154) Ergens tussen 1951 en 1953 hield Georges Bataille
een radiolezing over ‘Het heilige in de twintigste eeuw’. Hij betoogt daarin
dat het heilige nagenoeg uit het gemeenschapsleven is verdwenen:
Vroeger was het
gebruikelijk om op kruispunten, straathoeken of pleinen heilige tekens te
plaatsen, bijvoorbeeld een kruis. Wij echter brengen op diezelfde plaatsen
voornamelijk wegwijzers voor toeristen of reclameborden aan.
Hij zoekt de verklaring voor de verdwijning van het
heilige in onze angst:
Wat ons de meeste
schrik aanjaagt is de dood; en in de ervaring van het heilige bevindt het
bestaan zich in de buurt van de dood […].

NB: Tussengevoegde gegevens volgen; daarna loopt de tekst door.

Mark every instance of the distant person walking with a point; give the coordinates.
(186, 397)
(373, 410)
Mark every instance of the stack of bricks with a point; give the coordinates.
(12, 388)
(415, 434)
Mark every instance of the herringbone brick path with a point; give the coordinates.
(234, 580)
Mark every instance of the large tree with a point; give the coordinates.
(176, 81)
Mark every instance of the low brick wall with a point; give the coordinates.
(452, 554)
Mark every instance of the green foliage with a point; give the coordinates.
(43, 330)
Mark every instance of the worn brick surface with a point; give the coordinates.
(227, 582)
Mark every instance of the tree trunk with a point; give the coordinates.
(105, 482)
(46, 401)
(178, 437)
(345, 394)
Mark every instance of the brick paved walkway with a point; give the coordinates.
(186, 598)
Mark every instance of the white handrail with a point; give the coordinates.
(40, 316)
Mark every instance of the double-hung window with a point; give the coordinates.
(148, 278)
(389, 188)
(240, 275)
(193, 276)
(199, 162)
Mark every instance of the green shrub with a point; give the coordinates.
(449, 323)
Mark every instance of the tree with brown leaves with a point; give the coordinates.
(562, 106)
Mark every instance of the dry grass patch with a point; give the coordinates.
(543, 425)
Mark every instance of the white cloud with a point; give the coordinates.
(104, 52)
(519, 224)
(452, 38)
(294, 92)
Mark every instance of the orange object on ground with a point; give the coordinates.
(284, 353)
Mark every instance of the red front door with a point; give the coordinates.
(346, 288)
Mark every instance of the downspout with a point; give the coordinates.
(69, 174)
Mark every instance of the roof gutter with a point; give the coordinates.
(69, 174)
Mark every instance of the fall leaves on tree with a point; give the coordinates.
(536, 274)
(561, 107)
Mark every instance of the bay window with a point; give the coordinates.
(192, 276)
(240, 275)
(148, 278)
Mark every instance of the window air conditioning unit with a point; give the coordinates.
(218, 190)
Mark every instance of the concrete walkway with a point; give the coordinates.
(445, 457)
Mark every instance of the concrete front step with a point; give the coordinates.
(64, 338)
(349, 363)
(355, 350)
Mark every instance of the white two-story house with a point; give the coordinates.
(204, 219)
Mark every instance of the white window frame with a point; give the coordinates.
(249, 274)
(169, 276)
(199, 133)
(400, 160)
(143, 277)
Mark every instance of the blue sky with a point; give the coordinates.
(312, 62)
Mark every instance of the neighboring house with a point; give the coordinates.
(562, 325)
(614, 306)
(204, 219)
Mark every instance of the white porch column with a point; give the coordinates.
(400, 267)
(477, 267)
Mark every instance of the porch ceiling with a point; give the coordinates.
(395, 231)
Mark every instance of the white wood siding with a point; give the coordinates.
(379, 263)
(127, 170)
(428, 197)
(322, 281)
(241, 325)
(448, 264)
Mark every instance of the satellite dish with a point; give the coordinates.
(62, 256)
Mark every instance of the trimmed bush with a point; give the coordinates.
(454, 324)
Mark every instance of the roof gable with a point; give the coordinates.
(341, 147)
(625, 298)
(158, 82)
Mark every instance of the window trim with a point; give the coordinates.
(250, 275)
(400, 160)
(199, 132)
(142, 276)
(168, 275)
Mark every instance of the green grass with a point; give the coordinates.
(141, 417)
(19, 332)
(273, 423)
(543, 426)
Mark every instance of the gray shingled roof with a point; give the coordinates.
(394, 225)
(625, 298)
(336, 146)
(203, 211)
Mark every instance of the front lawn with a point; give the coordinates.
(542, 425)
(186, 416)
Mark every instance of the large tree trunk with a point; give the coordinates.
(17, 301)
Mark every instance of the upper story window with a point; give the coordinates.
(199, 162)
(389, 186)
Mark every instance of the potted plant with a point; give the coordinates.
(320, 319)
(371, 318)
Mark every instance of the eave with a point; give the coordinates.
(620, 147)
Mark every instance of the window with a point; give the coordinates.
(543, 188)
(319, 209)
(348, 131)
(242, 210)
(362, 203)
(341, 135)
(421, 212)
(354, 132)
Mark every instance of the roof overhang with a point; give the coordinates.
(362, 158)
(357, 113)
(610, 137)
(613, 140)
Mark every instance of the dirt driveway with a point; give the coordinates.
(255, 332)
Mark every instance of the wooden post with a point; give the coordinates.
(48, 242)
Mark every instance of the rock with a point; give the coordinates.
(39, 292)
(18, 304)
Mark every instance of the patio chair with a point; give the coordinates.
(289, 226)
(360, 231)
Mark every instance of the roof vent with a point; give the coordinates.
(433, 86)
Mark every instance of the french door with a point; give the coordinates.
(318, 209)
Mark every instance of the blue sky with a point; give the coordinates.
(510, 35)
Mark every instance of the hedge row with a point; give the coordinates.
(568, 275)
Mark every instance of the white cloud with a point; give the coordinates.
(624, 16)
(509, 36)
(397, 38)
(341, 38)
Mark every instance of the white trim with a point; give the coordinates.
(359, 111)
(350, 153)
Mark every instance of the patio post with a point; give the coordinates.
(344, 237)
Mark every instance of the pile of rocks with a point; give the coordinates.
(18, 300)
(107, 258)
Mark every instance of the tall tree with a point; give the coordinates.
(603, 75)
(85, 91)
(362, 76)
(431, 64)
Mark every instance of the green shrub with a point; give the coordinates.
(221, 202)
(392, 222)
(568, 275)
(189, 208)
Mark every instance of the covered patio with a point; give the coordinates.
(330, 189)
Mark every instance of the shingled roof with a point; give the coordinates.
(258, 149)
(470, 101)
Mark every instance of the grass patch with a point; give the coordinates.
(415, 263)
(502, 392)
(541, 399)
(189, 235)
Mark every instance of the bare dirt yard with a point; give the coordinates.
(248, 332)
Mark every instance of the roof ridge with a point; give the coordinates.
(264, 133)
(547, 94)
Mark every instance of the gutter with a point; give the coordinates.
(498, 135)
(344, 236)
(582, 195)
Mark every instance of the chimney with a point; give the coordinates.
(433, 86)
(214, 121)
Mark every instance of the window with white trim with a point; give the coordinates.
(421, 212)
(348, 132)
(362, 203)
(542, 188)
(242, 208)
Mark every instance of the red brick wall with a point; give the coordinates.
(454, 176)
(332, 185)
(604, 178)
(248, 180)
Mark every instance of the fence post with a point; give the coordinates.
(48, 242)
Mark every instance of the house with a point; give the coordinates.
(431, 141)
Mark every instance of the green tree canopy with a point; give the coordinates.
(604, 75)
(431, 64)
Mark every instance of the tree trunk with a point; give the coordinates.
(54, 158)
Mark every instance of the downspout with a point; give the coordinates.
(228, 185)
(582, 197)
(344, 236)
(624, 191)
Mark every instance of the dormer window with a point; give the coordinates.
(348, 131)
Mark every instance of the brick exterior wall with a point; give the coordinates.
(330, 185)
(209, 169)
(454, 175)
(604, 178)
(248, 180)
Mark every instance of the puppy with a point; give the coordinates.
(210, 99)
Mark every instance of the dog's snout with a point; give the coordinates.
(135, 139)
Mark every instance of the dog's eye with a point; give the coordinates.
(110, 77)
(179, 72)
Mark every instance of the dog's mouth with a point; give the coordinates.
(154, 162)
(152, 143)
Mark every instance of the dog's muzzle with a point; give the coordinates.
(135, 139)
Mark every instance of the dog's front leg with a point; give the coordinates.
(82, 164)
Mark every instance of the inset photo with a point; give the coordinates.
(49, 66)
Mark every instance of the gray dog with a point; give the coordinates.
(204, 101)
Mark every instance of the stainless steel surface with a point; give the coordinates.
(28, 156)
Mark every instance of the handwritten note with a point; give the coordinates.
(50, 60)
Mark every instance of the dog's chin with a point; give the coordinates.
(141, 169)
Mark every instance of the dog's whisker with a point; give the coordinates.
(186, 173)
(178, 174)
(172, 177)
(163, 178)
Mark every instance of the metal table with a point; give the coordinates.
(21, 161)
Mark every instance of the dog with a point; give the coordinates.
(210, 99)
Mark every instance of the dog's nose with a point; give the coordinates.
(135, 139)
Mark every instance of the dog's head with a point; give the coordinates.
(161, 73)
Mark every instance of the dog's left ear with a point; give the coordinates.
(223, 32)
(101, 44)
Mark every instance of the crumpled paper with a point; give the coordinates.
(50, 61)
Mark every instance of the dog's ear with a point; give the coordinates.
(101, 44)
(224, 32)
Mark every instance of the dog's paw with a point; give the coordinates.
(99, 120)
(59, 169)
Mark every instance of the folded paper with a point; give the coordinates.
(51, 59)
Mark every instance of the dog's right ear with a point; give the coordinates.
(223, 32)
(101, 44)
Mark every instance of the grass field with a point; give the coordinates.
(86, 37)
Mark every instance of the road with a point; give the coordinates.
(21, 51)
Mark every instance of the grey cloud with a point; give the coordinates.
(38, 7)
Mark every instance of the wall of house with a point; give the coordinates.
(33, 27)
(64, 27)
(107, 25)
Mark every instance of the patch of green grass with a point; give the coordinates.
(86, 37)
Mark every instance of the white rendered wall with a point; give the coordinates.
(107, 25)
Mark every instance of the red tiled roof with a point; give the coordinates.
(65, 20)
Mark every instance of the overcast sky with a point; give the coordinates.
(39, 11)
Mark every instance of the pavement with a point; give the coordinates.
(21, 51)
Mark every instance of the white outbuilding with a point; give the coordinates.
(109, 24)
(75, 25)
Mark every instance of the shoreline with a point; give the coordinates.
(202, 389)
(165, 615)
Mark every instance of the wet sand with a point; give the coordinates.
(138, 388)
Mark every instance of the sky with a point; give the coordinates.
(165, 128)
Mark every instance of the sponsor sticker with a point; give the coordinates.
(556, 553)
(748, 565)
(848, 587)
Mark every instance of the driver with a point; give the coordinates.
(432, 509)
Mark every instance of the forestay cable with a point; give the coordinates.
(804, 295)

Vanwege die angst denken we zo min mogelijk aan de dood. Doordat
de dood geen plaats meer heeft in onze samenleving (‘Eigenlijk zouden we willen
leven alsof de dood al niet meer bestond’) en de sporen van de dood en de doden
zoveel mogelijk worden uitgewist, zijn we het contact met het heilige verloren.
155) Zowel op de achterflap als in het nawoord van zijn Oorlogsroes wordt Ernst Jünger een ‘hysterische
romanticus’ genoemd. Jünger beschrijft in het boek aan de hand van zijn
dagboeknotities de verschrikkingen van de Eerste Wereldoorlog. Hij wijst
daarbij op het mystieke element van het (onpersoonlijke) geweld:
Deze ogenblikken,
waarop de volledige loopgraafbezetting in de allerhoogste staat van paraatheid
achter de borstwering stond, hadden iets betoverends – ze deden denken aan die
ademloze seconde voor een beslissend moment in een voorstelling […]
Jünger verheerlijkt het geweld niet, hij beschrijft de
verschrikkingen wel degelijk als verschrikkelijke gebeurtenissen. Passages als
hierboven, en ook die waarin het oorlogsgeweld met een zekere wellust zeer
gedetailleerd worden beschreven, drukken de overtreffende trap van doodsangst
uit - waar een zekere magie in wordt ervaren, een bepaalde mystiek.